Dynamic Cluster Analysis to Detect and Track Novelty in Network Telescopes
Kai Huang, Luca Gioacchini, Marco Mellia, Luca Vassio
TL;DR
This work tackles dynamic novelty discovery in network telescope traffic by introducing a three-stage pipeline: (1) self-supervised sender embeddings via i-DarkVec, (2) unsupervised clustering of embeddings with HDBSCAN, and (3) Dynamic Cluster Analysis (DCA) that uses a MONIC-inspired framework with an overlap metric $OL(X,Y)=|X\cap Y|/|X|$ and thresholds $\tau_0=0.65$, $\tau_1=0.3$ to track cluster evolution and identify novelties across daily snapshots. Applied to 20 days of telescope data with over 100 million packets from ~785k senders, the method detects 50-70 clusters per day, re-identifies 60-70% of them with past activity, and highlights 10-20 newly emerged clusters daily, significantly easing analyst workload. The approach yields 216 coordinated activities with 37.5% labeled and demonstrates robustness through examples of Shadowserver and Censys patterns, as well as various novelty cases such as SIP/RDP scanners in Google Cloud and GRE DDoS backscatter.

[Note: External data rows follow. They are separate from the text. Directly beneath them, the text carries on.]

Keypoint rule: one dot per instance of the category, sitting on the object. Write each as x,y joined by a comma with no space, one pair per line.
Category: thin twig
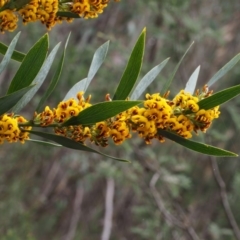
224,197
108,210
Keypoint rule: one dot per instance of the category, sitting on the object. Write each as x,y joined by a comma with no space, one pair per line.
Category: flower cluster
181,116
63,112
49,12
10,130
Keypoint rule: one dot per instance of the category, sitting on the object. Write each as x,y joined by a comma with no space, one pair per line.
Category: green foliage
55,78
39,185
17,56
219,98
132,70
9,101
66,142
30,66
100,112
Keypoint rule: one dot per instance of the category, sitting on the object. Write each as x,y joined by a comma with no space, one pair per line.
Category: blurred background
167,192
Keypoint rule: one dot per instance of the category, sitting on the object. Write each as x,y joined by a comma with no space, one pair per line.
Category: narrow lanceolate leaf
79,86
132,70
219,98
100,112
196,146
41,76
82,85
192,82
55,78
224,70
147,80
30,66
9,53
169,82
8,101
97,61
66,142
50,144
17,56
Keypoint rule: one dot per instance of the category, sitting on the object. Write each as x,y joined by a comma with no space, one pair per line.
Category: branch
108,210
224,197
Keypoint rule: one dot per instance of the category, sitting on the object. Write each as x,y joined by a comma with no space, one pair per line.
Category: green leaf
132,70
66,142
100,112
224,70
9,53
41,76
192,82
55,78
196,146
68,15
169,82
219,98
8,101
44,143
30,65
147,80
79,86
17,56
98,59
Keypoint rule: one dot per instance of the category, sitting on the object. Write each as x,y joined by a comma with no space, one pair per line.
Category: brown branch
224,197
108,210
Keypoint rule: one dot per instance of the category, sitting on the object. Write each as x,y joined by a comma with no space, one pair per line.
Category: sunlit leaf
82,85
219,97
147,80
17,56
7,102
50,144
224,70
97,61
132,70
41,76
55,78
9,53
169,82
100,111
196,146
192,82
30,66
66,142
79,86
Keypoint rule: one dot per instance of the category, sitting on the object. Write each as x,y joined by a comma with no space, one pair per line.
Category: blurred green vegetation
51,193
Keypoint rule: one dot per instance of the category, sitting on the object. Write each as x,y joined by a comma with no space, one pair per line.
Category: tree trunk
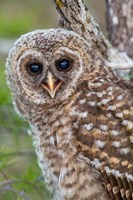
120,24
76,17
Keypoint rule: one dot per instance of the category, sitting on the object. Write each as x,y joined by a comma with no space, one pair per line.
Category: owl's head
46,66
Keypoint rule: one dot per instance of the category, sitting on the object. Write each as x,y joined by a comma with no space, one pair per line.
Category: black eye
64,64
35,68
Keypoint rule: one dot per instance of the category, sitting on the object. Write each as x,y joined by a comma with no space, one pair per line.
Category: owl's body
82,126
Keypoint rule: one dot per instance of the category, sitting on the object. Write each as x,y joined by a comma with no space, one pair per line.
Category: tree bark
76,17
120,24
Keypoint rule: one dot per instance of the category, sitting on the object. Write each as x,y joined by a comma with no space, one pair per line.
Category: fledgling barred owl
81,115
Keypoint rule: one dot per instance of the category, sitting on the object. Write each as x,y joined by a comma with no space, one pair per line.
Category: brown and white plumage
81,118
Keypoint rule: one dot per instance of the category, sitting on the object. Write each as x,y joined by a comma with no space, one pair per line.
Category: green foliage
20,176
19,17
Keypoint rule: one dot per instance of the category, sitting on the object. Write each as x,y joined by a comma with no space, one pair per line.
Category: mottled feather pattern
84,135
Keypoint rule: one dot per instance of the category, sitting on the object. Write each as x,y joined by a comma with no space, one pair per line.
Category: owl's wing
105,133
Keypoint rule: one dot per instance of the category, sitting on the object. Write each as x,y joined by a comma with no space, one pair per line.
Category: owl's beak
51,85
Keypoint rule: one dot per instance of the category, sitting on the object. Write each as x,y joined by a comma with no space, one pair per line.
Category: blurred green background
20,176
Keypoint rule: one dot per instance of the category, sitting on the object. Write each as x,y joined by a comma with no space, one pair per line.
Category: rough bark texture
120,24
75,16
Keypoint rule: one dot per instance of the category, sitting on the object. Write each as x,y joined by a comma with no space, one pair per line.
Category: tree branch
76,17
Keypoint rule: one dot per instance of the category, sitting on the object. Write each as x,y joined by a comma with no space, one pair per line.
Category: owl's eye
63,65
35,68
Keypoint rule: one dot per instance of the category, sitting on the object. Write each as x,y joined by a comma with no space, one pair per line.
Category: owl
80,114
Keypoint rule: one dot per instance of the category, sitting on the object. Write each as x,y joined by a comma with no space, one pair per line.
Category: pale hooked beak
51,85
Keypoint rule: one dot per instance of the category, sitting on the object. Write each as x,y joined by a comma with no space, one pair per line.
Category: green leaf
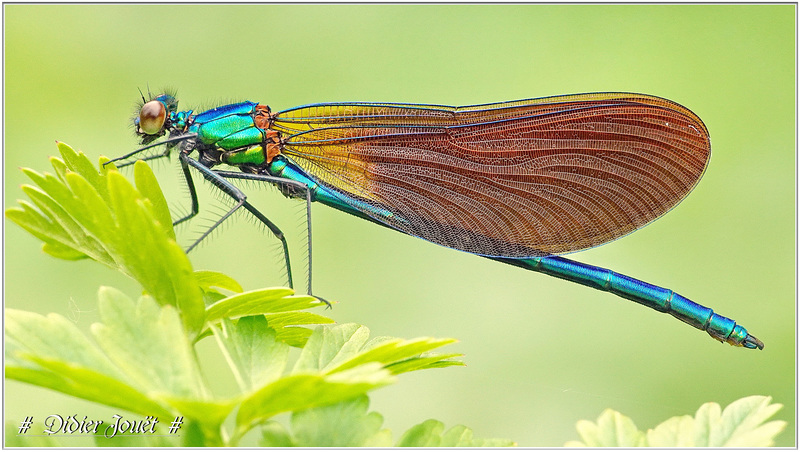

Overall, the framework provides a scalable, interpretable mechanism to monitor evolving cyber coordination patterns and surface novel threats for timely human review, with planned extensions toward real-time deployment and richer feature integration.
Abstract
In the context of cybersecurity, tracking the activities of coordinated hosts over time is a daunting task because both participants and their behaviours evolve at a fast pace. We address this scenario by solving a dynamic novelty discovery problem with the aim of both re-identifying patterns seen in the past and highlighting new patterns. We focus on traffic collected by Network Telescopes, a primary and noisy source for cybersecurity analysis. We propose a 3-stage pipeline: (i) we learn compact representations (embeddings) of hosts through their traffic in a self-supervised fashion; (ii) via clustering, we distinguish groups of hosts performing similar activities; (iii) we track the cluster temporal evolution to highlight novel patterns. We apply our methodology to 20 days of telescope traffic during which we observe more than 8 thousand active hosts. Our results show that we efficiently identify 50-70 well-shaped clusters per day, 60-70% of which we associate with already analysed cases, while we pinpoint 10-20 previously unseen clusters per day. These correspond to activity changes and new incidents, of which we document some. In short, our novelty discovery methodology enormously simplifies the manual analysis the security analysts have to conduct to gain insights to interpret novel coordinated activities.